Приближался полдень. Лес дышал смолистым зноем, голубое небо без единого облачка смотрелось в неподвижную водную гладь, которая, казалось, дремала в наполненной солнцем тишине.
Наконец они подошли к дому в саду, где помещался ресторан, и сели в тени за накрытый под буком столик. Поланецкий, подозвав кельнера в засаленном фраке, заказал обед, и они в ожидании молча стали любоваться озером и окрестными горами.
В нескольких шагах цвели ирисы, орошаемые бьющим из камней фонтанчиком.
– Мне это озеро и эти ирисы почему-то напоминают Италию, – проговорила пани Эмилия, глядя на цветы.
– Потому, что нигде больше нет такого множества ирисов и такого множества озер, – отвечал Поланецкий.
– И нигде человек не испытывает такого умиротворения, – прибавил Васковский. – Вот уже много лет подряд
– Очень завидую вам, – сказала Хвастовская.
– Литке уже двенадцать лет… – начал Васковский.
– И три месяца, – вставила Литка.
– И три месяца… И хотя для своих лет она еще сущее дитя и у нее ветер в голове, пора бы ей кое-что в Риме показать, – продолжал Васковский. – Впечатления детства – самые долговечные.
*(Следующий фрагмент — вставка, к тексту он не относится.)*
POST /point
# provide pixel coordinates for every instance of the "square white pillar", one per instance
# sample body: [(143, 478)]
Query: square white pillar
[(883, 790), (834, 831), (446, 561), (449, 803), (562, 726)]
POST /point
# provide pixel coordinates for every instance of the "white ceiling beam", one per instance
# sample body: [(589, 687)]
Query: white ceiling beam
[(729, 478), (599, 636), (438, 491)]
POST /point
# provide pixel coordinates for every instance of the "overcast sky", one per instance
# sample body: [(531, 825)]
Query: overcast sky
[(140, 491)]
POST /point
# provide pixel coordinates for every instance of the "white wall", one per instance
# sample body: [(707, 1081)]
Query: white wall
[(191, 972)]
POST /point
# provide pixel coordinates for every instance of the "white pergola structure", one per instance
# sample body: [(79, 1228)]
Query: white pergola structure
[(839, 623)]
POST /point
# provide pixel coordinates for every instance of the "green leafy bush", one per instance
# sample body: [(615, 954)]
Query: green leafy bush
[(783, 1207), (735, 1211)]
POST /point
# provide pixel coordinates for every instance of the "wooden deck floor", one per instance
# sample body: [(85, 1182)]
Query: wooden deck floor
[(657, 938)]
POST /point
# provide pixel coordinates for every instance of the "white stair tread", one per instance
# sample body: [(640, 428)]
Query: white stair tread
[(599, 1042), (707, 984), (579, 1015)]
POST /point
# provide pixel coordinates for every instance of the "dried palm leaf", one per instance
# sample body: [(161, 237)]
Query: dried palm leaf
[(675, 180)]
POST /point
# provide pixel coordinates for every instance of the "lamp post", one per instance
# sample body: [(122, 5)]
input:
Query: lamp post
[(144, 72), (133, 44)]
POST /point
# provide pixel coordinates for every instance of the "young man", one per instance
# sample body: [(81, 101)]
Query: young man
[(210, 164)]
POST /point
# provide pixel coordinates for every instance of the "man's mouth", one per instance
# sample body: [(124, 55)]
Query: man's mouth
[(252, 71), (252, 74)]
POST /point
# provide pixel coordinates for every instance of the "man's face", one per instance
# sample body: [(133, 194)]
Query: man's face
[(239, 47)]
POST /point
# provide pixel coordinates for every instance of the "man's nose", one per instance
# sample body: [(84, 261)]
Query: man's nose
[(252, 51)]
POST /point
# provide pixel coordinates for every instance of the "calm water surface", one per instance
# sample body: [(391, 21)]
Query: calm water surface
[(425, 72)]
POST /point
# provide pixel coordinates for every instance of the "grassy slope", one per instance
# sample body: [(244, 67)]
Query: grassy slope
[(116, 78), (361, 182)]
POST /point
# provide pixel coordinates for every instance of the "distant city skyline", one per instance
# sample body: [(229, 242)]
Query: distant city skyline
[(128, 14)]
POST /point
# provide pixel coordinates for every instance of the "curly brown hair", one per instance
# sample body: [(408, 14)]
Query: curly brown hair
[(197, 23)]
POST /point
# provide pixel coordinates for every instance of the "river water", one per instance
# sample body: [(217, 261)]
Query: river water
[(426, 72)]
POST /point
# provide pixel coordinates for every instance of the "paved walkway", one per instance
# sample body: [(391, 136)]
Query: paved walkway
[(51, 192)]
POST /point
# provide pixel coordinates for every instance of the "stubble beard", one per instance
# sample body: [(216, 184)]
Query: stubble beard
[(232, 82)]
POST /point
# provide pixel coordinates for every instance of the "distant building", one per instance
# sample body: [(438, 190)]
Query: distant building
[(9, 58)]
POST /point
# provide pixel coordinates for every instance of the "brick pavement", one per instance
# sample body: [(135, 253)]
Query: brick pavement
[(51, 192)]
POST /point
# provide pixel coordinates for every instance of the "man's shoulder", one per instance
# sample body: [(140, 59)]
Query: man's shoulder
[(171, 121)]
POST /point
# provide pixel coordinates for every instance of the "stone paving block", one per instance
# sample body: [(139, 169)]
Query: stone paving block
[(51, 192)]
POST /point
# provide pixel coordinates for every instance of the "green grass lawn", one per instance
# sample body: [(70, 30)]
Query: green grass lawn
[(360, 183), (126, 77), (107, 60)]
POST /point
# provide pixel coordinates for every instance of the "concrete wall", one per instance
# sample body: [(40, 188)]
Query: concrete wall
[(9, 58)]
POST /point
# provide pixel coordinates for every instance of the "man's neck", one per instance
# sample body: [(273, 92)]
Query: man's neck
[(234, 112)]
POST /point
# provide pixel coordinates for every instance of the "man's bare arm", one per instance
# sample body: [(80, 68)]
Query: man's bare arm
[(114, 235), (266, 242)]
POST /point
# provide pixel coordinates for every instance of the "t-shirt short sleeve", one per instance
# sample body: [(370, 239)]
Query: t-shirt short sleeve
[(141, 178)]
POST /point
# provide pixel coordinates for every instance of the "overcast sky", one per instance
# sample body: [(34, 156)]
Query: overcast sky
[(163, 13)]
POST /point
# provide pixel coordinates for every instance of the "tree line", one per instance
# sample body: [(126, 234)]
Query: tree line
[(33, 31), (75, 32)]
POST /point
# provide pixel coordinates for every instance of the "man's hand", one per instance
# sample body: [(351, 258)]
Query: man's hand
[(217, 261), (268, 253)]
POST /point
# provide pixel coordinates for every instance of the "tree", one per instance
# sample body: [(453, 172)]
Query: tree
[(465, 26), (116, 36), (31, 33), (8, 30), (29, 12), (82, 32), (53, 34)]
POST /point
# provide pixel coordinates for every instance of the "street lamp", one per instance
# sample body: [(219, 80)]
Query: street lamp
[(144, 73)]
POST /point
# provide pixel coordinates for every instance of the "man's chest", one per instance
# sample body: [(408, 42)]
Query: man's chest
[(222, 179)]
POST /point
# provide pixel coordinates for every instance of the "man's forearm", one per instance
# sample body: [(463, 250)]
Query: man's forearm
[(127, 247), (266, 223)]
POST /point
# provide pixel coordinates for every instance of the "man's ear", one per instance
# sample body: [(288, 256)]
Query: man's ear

Не беда, если умом и сердцем не все еще можно постичь, это придет потом, зато как приятно, когда, будто озаренные внезапным светом, всплывут в памяти давнишние картины. Давайте поедем вместе в Италию в октябре.
– Нет, только не в октябре! У меня есть свои женские заботы, удерживающие в Варшаве.
– Какие же это заботы?
– Первая, самая важная и самая женская, – смеясь, сказала пани Эмилия, указывая на Поланецкого, – женить вот этого господина, который сидит сейчас насупясь, оттого что без памяти влюблен…
Поланецкий, очнувшись от задумчивости, махнул рукой.
– В Марыню? В Плавицкую? – спросил Васковский с детской непосредственностью.
– Да, в нее, – отвечала пани Эмилия. – Был вот в Кшемене и напрасно старается скрыть, что она покорила его сердце.
– А я этого и не скрываю.
Но дальнейшему разговору помешало печальное обстоятельство: Литке вдруг сделалось дурно. Удушье, сердцебиение: так всегда начинались эти приступы вызывавшие опасение за ее жизнь даже у докторов. Мать тотчас подхватила ее на руки. Поланецкий опрометью кинулся на кухню за льдом. Старик Васковский с усилием подтащил садовую скамейку – лежа девочке легче было дышать.
– Устала, детка? – шептала мать побелевшими губами. – Вот видишь, для тебя слишком далеко, золотко мое. Хотя доктор разрешил… Уж очень сегодня жарко! Ну ничего, ничего, сейчас все пройдет! Сокровище ты мое, доченька любимая!..
И стала покрывать поцелуями влажный лоб ребенка. Прибежал Поланецкий со льдом, за ним – хозяйка ресторана с подушкой. Девочку уложили на скамейку, и, пока мать заворачивала лед в салфетку, Поланецкий, наклонясь, спросил.
– Ну, как ты, котенок?
– Ничего, только дышать трудно, – отвечала она, хватая воздух, как рыба, открытым ртом.
Но улучшения пока не наступало, и даже под платьем было заметно, как лихорадочно бьется ее маленькое больное сердце.
Понемногу лед принес облегчение, и приступ прошел, осталась лишь усталость. Литка улыбнулась матери, которая не сразу пришла в себя от испуга. Перед обратной дорогой необходимо было подкрепиться, и Поланецкий велел подать обед, но, кроме Литки, никто почти к нему не притронулся: все с затаенной тревогой поглядывали на нее, боясь, как бы приступ не повторился. Так прошел час. В ресторан начала стекаться публика, и пани Эмилия заторопилась домой; но пришлось дожидаться Экипажа, за которым Поланецкий послал в Райхенгалль.